Still holding the book, I felt a glimmer of insight. I understood that I was free of ideals, hopes, viewpoints, or loyalties. I have no promises to keep with others. At that moment, the sense of myself as an entity among other entities disappeared. I knew that this insight did not arise out of disappointment, despair, fear, desire, or ignorance. Veil lifts silently effortlessly. That’s it. If you hit me, stone me, or even shoot me, everything that counts as “me” will fall apart. Then, what is already there will reveal itself – faint as smoke, elusive as emptiness, and yet neither smoke nor emptiness, ugly, nor ugly, beautiful, but not beautiful. It’s like a shadow on the screen.

London’s Holland House Library, home to thousands of historical and rare books, was destroyed after the 1940 blitzkrieg.

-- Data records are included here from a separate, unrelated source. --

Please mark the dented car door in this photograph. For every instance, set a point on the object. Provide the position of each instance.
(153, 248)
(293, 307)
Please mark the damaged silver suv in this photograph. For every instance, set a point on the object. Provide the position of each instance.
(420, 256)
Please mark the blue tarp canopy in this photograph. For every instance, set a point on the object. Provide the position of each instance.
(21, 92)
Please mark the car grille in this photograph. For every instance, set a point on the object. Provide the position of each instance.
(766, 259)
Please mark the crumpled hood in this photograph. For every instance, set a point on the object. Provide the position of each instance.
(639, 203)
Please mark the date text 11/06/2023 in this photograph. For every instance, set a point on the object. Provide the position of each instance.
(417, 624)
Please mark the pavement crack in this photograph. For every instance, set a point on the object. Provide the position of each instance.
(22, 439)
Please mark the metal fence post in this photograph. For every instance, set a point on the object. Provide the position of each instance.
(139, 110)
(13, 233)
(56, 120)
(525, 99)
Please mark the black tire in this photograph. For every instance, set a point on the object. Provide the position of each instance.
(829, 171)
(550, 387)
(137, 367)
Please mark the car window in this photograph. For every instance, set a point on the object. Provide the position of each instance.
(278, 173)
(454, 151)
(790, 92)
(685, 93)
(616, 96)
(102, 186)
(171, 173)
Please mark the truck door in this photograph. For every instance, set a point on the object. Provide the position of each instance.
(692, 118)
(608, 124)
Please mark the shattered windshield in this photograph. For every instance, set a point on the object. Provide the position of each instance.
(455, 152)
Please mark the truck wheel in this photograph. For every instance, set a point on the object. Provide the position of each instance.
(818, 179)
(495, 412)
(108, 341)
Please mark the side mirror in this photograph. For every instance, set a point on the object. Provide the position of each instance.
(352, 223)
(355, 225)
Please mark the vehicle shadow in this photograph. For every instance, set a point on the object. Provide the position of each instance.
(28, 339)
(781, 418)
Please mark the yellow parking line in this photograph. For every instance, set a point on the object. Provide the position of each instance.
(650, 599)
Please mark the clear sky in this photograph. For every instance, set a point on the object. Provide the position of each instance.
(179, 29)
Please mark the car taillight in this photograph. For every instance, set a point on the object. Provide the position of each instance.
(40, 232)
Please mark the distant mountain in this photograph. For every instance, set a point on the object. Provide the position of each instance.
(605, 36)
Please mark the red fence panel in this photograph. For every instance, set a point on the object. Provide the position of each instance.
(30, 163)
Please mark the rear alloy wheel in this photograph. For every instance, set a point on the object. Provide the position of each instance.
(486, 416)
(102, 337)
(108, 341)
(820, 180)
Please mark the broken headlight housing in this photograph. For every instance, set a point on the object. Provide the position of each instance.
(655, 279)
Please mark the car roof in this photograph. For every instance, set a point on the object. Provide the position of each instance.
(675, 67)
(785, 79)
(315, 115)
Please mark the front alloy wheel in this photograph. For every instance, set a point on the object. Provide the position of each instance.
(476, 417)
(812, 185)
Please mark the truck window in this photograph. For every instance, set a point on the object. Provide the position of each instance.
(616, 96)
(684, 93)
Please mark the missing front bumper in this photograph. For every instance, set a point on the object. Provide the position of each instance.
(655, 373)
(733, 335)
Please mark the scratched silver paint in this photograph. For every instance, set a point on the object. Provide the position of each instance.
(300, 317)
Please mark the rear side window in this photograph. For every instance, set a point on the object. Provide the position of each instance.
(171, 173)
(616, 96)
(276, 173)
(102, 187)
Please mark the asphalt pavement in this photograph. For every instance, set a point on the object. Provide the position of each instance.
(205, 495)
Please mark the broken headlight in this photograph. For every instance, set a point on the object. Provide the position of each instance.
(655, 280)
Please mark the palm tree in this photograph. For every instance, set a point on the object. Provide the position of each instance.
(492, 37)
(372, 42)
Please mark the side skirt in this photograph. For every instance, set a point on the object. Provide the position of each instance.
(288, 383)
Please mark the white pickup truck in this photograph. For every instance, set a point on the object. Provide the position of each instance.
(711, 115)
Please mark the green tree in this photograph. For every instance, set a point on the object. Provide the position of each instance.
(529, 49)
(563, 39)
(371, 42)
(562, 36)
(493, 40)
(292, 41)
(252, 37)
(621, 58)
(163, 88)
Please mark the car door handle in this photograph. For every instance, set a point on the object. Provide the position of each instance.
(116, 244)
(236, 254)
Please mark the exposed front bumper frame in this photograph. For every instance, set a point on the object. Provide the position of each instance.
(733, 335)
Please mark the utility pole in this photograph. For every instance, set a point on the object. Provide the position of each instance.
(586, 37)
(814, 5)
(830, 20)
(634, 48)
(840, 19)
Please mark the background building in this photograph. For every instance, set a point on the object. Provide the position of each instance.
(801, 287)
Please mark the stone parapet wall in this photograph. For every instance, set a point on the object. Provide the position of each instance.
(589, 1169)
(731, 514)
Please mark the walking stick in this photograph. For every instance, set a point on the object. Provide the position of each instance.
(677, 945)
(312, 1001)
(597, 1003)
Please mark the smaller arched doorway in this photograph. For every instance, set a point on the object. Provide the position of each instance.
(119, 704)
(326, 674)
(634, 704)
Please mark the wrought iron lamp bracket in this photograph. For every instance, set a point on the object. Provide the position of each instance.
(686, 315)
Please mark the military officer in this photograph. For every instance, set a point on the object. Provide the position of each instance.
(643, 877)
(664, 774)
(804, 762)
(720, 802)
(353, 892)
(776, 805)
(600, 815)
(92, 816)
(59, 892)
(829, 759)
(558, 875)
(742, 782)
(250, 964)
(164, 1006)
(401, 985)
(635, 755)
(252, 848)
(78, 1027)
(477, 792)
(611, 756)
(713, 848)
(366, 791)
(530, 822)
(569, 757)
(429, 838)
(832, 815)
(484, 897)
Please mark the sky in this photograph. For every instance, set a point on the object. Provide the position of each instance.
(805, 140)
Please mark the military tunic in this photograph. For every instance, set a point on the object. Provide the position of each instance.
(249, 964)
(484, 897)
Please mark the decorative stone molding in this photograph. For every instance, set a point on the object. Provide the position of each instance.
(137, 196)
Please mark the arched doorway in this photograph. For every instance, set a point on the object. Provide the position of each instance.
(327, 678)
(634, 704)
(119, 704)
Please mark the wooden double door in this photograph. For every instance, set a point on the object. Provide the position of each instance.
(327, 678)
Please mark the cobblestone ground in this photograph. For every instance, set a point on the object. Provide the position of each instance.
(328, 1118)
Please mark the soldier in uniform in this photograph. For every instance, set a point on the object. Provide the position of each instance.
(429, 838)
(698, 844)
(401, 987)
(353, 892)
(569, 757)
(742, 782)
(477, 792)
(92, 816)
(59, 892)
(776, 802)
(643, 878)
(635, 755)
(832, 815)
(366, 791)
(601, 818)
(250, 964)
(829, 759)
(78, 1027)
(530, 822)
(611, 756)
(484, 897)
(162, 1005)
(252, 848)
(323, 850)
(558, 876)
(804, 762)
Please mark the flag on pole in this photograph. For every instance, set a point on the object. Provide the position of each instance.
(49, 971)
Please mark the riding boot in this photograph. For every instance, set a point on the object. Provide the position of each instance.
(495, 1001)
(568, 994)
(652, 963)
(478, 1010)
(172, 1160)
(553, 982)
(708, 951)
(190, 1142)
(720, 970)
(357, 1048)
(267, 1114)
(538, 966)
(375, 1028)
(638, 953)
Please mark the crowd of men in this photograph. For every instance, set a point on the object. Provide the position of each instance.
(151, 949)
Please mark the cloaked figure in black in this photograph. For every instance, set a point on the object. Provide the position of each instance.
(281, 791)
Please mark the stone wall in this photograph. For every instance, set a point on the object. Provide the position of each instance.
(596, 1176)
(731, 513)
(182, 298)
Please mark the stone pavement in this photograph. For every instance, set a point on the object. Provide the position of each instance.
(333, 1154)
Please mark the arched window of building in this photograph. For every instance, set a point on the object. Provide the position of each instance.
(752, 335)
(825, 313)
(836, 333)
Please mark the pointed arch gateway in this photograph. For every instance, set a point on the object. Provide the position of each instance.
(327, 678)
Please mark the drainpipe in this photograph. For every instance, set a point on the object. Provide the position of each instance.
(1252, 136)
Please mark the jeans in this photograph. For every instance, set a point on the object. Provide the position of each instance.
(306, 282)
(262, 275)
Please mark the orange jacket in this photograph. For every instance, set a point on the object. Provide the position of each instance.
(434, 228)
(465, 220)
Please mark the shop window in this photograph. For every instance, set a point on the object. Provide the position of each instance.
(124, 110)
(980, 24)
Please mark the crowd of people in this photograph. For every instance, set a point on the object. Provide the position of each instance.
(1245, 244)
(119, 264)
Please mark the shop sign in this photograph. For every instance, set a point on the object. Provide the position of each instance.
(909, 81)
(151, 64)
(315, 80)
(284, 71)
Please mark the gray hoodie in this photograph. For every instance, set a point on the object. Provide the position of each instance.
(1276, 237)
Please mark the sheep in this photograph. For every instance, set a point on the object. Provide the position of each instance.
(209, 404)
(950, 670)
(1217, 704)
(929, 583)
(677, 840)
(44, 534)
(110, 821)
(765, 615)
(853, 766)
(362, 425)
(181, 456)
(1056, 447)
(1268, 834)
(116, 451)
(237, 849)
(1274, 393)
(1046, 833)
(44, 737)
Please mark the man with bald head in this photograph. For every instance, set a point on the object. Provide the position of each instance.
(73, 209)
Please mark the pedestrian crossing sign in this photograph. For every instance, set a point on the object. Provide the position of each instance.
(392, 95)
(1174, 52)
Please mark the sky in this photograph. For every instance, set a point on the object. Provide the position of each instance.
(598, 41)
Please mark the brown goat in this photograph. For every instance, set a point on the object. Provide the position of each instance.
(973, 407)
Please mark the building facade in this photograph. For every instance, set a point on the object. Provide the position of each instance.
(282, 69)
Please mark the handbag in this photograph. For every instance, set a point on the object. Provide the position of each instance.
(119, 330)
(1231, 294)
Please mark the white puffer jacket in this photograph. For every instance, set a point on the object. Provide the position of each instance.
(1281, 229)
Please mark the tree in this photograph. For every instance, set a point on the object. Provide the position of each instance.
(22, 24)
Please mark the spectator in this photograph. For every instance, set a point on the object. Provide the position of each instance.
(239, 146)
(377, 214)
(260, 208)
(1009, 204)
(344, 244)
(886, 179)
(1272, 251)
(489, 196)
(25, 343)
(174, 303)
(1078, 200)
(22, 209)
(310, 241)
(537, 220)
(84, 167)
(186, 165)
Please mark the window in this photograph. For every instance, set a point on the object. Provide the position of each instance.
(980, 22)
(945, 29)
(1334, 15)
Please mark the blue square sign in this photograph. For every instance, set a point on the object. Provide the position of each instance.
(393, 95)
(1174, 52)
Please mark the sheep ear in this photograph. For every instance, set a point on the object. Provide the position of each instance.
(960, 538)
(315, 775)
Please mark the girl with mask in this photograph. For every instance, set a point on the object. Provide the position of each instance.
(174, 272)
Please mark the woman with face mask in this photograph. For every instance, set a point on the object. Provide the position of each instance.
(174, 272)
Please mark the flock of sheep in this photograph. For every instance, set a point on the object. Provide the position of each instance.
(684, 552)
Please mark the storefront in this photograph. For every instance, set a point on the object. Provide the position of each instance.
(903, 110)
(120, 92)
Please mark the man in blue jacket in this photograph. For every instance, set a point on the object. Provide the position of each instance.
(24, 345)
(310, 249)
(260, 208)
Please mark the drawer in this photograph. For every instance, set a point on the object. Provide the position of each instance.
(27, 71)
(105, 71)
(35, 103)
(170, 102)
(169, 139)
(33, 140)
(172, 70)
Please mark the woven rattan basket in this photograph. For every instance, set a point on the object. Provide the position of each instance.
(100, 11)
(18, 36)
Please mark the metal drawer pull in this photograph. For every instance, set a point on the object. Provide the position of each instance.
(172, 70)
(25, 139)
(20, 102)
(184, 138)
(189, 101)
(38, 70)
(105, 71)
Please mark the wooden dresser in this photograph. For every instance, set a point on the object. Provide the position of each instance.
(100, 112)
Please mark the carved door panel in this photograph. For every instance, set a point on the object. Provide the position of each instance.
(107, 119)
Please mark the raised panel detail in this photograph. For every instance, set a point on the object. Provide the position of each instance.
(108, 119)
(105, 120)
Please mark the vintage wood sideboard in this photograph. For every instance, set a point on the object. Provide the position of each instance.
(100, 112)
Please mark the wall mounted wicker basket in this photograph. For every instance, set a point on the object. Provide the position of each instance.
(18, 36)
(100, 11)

But out of this feeling of loss of self, of this complete breakdown of identity, a profound feeling arose that he had come to himself, to a fundamental unity of his being with every being:

At that moment, I had a deep feeling I had is back. My clothes, my shoes, even the very essence of my being was gone, and I was as comfortable as a grasshopper standing on a patch of grass… When the grasshopper sits on a blade of grass, he does not think of separation, resistance, or blame… The green grasshopper blends perfectly with the green grass… He neither retreats nor tempted. He knows nothing of philosophy or proverbs. He is simply grateful for his ordinary life. Ride across the meadow, my dear friend, and salute yesterday’s child. When you can’t see me, you yourself will come back. Even when your heart is filled with despair, you will find the same grasshopper on the same blade of grass… Some of life’s dilemmas cannot be solved by study or rational thinking. We just live with them, struggle with them and become one with them… In order to live, we must die every moment. We must perish over and over in the storms that make life possible.

Thich Nhat Hanh in southwestern France during his exile, 1980s. (Image via Bloom Village).

Complete this part of Palm leaf freshener – Great read in its entirety – with poetic physician Lewis Thomas, writing in the same era, on how slug and jellyfish illuminate the permeable boundaries of the self, then revisit Thich Nhat Hanh on the art of deep listening, Four Buddhist incantations on transforming fear into love, and his teachings Transformational timeless about love as an art of “interlacing”.